The Whys of Hashtagging: Putting the Pound Sign to Work
Whether they entertain, confuse or annoy you (or some combination of the three), hashtags do one thing 100% of the time: they make ordinary social media posts clickable. And that means two very important things for brands: your original content becomes searchable, and you have a new opportunity engage your social audience every single time you post.
On planet Twitter, hashtags create instant real-time news feeds out of thin air, from first aid and safety responses after #SuperStormSandy to waiting for the #RoyalBaby to make his appearance. Instagram hashtags solicit, through a trendy vintage filter, spontaneous visual testimonials about your brand or event. Facebook, unfashionably late to the hashtag party, is a prime spot for using hashtags as a rallying cry for your cause - even if your cause is a Midnight Madness sale on mattresses.

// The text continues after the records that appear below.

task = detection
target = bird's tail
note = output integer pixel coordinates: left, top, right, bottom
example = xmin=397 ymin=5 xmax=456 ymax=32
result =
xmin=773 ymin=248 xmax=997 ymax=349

Regardless of the social platform, every hashtag you use should have a job, and you should know what that job is before you hit "post."
7 Ways to Use a Hashtag:
To Find New Fans.
Your audience clicks on a hashtag for one simple reason: to find more content related to what they've just seen. If you want to be there when they search, it's time to get familiar with the pound sign. That means using your own custom tags to serve up brand-specific collections of posts (think #BobsAwesomeCoffee), and putting some SEO-like strategies in place (think #BrooklynCoffeeShop or #FortGreene) to make sure your posts - and your fans' posts-show up when someone gets curious and clicks.
To Rally Support.
If there's one thing social media users love, it's showing their support for a cause. When big-box brand Target teamed up with do-good organization FeedUSA, shoppers were more than happy to tell everyone in their social network that the cute #FEEDusa water bottle they snagged at @Target helped to provide meals - 10 million, in fact-to America's poor. Win/ Win/ Big Win.
To Promote the Now.
From conference attendees tweeting your brilliant quotes to fans snapping selfies in front of your fab food truck at a street festival-- if they're participating in your event, they're probably posting about it already. Establish and promote a hashtag for them to use and you'll create three things: real-time coverage of your event, a collective record of the experience, and an instant promotion targeted to your customer's nearest and dearest.
To Measure ROI.
When you make your own hashtag, you create a channel that's all yours to measure. Sites like hashtracking.com and HootSuite can show your tag's reach and impressions in just a few clicks. And even though hashtags have more limited potential on Facebook due to the platform's privacy options, it also brings a new layer to social media ROI- it's the only one with ad space. While your hashtag's clicks might not travel as many social circles, you do have the ability to target your ads to followers of specific hashtags. It doesn't get much more targeted than that in social media (at least not yet).
To Listen Up/ Listen In.
Brands know that social media gives us unprecedented access to consumer thought, behavior and trends. Hashtags only enhance that passive listening toolbox, letting us get ultra-specific when we're gauging our audience's reactions to a particular subject or promotion. And to go a step further, brands can be active listeners, too-soliciting ideas, opinions and general sentiment on all kinds of issues from its consumer base. (Just be prepared to take the good with the bad).
To Put Your Fans to Work.
What do people love? Posting stuff. What do brands love? Consumer engagement. Put the two together with a pound sign and you've got a global street team ready to build content for you. Starbucks did it recently with its #strawsome campaign, soliciting images of its customers' icy beverages and creative straw constructions. The result? A clever summer promotion, tons of user generated buzz, and lots of cold, sweet caffienation.
The bottom line: If you add a hashtag to your post and you're not sure why you need it, chances are you don't. Start over, do a little casual research, and find or create one that can make good things happen for your brand.